Progesterone therapy induces an M1 to M2 switch in microglia phenotype and suppresses NLRP3 inflammasome in a cuprizone-induced demyelination mouse model

- Progesterone, a sex hormone, suppresses the M1- microglia phenotype markers (CD86, iNOS, TNF-α and MHC-II) in cuprizone demyelinated mice.
- Progesterone, increases the M2- microglia phenotype markers (CD206, Arg-1, TGF-β and Trem-2) in cuprizone demyelinated mice.
- Progesterone therapy downregulates either the gene or protein expression of NLRP3 inflammasome and its downstream product of IL-18.
- Progesterone therapy resulted in a significant decrease in the number of iNOS + and Iba-1 +/iNOS + cells (M1-microglia), whereas TREM-2 + and Iba-1 +/TREM-2 + cells (M2-microglia) significantly increased, in comparison to untreated mice.
- Progesterone therapy stimulates the remyelination.

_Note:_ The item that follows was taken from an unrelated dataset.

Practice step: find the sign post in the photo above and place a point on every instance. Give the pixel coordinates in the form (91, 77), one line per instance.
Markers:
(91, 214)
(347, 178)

Demyelination of the central nervous system (CNS) has been associated to reactive microglia in neurodegenerative disorders, such as multiple sclerosis (MS). The M1 microglia phenotype plays a pro-inflammatory role while M2 is involved in anti-inflammatory processes in the brain. In this study, CPZ-induced demyelination mouse model was used to investigate the effect of progesterone (PRO) therapy on microglia activation and neuro-inflammation. Results showed that progesterone therapy (CPZ + PRO) decreased neurological behavioral deficits, as demonstrated by significantly decreased escape latencies, in comparison to CPZ mice. In addition, CPZ + PRO caused a significant reduction in the mRNA expression levels of M1-markers (iNOS, CD86, MHC-II and TNF-α) in the corpus callosum region, whereas the expression of M2-markers (Trem-2, CD206, Arg-1 and TGF-β) was significantly increased, in comparison to CPZ mice. Moreover, CPZ + PRO resulted in a significant decrease in the number of iNOS+ and Iba-1+/iNOS+ cells (M1), whereas TREM-2+ and Iba-1+/TREM-2+ cells (M2) significantly increased, in comparison to CPZ group. Furthermore, CPZ + PRO caused a significant decrease in mRNA and protein expression levels of NLRP3 and IL-18 (~ 2-fold), in comparison to the CPZ group. Finally, CPZ + PRO therapy was accompanied with reduced levels of demyelination, compared to CPZ, as confirmed by immunofluorescence to myelin basic protein (MBP) and Luxol Fast Blue (LFB) staining, as well as transmission electron microscopy (TEM) analysis. In summary, we reported for the first time that PRO therapy causes polarization of M2 microglia, attenuation of M1 phenotype, and suppression of NLRP3 inflammasome in a CPZ-induced demyelination model of MS.